Why is it that rather than celebrate the values of conflict resolution, tolerance and deal-making, which make our advanced societies function so effectively, our favourite stories continue to be about zero-sum conflicts that are impossible to resolve peaceably? … I suspect the answer lies in what we subconsciously want our taste in fiction to say about us. Celebrating the Na’vi allows us to signal how much we value loyalty and justice. Denigrating Melbourne Airport allows us to show our suspicion of greedy and powerful people. In real life, when defending our stated values requires that we make serious sacrifices whether or not we are likely to win, we sensibly value the opportunity to compromise. But when a fictional character will do all the fighting for you, why compromise on anything?

Katja Grace:

I think he might be roughly right. But why wouldn’t finding good deals and balancing compromises well be ideals we would want to celebrate? When there are no costs to yourself, why aren’t you itching to go all out and celebrate the most extravagant tales of successful trading and extreme sagas of mutually beneficial political compromise? I think because there is no point in demonstrating that you will compromise. … It’s often good to look like you won’t easily compromise, so that other people will try to win you over with better deals. … If you somehow convince me that you’re the kind of person who would die fighting for their magic tree, I’ll probably try to come up with a pretty appealing deal for you before I even bring up my interest in checking out the deposits under any trees you have.
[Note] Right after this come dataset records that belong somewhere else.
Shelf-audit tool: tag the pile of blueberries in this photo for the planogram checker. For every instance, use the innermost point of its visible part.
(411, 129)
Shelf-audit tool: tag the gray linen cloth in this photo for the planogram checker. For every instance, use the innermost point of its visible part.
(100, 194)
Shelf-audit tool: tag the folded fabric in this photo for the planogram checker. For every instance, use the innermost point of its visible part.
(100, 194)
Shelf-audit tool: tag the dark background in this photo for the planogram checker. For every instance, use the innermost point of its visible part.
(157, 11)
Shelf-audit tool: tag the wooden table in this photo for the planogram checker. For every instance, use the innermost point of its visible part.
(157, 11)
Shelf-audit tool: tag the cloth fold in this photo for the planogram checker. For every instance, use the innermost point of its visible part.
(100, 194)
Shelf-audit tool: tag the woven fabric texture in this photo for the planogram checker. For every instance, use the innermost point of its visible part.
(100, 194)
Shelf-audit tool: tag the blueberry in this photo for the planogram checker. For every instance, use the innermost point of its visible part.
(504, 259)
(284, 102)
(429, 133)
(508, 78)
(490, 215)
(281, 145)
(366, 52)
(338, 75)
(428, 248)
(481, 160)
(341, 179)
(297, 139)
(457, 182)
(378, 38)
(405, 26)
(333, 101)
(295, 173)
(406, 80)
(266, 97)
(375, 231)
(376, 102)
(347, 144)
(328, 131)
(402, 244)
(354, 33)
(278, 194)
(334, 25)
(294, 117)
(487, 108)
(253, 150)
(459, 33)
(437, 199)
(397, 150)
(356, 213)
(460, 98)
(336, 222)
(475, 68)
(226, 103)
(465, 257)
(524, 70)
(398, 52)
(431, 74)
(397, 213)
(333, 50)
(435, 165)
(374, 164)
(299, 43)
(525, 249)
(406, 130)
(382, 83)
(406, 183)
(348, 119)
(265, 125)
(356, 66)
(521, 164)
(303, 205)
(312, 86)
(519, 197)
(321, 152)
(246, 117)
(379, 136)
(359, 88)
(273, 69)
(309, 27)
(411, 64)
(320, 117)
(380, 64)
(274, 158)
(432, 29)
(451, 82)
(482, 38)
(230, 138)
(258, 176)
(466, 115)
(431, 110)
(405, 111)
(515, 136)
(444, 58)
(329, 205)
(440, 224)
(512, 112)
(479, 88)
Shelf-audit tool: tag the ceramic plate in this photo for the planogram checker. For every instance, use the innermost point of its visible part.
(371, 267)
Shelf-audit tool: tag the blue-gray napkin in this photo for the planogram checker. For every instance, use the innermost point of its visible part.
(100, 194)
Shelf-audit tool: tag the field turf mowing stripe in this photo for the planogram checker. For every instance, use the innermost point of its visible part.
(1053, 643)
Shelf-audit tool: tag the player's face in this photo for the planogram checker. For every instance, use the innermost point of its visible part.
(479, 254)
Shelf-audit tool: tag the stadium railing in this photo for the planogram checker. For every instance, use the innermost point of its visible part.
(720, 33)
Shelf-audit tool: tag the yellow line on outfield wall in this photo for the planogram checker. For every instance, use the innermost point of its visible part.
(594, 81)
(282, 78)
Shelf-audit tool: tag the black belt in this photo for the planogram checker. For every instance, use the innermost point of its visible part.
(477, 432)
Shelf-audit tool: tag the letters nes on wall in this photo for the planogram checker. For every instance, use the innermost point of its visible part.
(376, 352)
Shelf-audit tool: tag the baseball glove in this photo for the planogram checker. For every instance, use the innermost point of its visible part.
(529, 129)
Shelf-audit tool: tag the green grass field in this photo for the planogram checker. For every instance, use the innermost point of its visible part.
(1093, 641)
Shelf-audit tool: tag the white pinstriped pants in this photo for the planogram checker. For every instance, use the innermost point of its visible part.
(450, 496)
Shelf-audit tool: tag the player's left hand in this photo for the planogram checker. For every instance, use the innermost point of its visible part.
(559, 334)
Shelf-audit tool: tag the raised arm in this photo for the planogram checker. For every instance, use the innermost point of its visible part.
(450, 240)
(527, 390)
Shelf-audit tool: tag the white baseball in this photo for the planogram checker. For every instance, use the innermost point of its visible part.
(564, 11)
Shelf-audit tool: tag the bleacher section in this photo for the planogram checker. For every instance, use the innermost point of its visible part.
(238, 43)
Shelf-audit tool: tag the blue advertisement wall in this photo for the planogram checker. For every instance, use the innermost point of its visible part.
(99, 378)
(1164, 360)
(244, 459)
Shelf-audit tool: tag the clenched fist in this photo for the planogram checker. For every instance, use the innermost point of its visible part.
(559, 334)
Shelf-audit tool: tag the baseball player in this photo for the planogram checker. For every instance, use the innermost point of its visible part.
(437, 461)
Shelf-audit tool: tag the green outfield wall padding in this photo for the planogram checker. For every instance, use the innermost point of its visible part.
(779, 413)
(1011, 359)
Yes, it might be good for your group to seem reluctant to compromise, but how is good for you to support such a group reluctance? That seems to be more about signaling group loyalty. The people in your group who most want compromise are those also  tied to other groups with which your group has conflicts. By opposing compromise, you signal you have weaker conflicting ties. This loyalty signaling theory better explains why we often oppose compromise that is clearly in our group interest.